As part of winning the award, Dr Sharpe, Emeritus Professor of Psychological Medicine in the Oxford Department of Psychiatry, will present the Adolf Meyer Award Lecture at the American Psychiatric Association conference in San Francisco in May.

In the lecture, entitled ‘Can psychiatry make medicine better: a tale of three trials’, he will summarise several decades of research he has led into the contribution psychiatry can make to medical care including three major clinical trials.

Dr Sharpe said:



"I am honoured to receive this highly prestigious research award. I hope it will help to raises the profile of research done in the Oxford University Department of Psychiatry in the USA. I am also especially pleased that the award is named after a persons whose work was an inspiration to our Department’s founding chair, Michael Gelder."

The award, established in 1957, is named after a Swiss-born American psychiatrist who rose to prominence as the first psychiatrist-in-chief of the Johns Hopkins Hospital. He was one of psychiatry’s most influential figures in the first half of the twentieth century. Meyer’s legacy includes his idea of psychobiology, an approach to psychiatry which integrates the psychological and biological study of human beings, and his empirical non-dogmatic approach.

Previous winners of this award include Aaron T Beck, Robin Murray, Michael Rutter, David Goldberg and Daniel Weinberger.
https://www.psych.ox.ac.uk/news/michael-sharpe-receives-adolf-meyer-award-for-lifetime-achievement
 
not sure if this has been posted elsewhere
18th Jan 2023

Michael Sharpe receives Adolf Meyer Award for lifetime achievement

https://www.psych.ox.ac.uk/news/michael-sharpe-receives-adolf-meyer-award-for-lifetime-achievement
They can't even name a single actual achievement? Just "he ran 3 trials" is good enough to be awarded? You give them an award. In turn they will vote to give you an award. Perpetual motion within humanity's grasp!

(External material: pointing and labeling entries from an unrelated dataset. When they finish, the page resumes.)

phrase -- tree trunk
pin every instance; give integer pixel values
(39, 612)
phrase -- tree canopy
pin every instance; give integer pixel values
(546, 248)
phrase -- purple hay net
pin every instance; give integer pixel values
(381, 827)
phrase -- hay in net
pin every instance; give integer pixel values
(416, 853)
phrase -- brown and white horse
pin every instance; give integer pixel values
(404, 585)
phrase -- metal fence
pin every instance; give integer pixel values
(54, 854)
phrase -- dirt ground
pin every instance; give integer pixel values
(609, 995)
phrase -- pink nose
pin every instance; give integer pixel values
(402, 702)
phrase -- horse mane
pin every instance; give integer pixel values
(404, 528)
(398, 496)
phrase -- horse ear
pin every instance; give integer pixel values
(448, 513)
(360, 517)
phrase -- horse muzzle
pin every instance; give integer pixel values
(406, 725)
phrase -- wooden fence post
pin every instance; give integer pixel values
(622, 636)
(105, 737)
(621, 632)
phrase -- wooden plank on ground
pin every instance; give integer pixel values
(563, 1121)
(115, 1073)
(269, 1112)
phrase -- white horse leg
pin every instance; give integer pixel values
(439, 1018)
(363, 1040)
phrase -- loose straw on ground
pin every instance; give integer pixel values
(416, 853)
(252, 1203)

I assume one of those trials is PACE. A debunked fraudulent trial that caused harm. It's actually fitting to reward this in psychiatry. Doing harm is A-OK for many.

He was or has been running another very large trial about "liaison psychiatry". IIRC this project published a single paper that found that it's not useful. Basically seemed to be awarded for sucking up a lot of money. Very similar to handing out ambassadorships to political fundraisers.

Participation trophy. The thing about people who whine about kids being handed participation trophies, and I was in that generation, is that we didn't care about them. They pretty much all ended in the trash. Because participation trophies are hollow. Fitting for a hollow flim-flam man.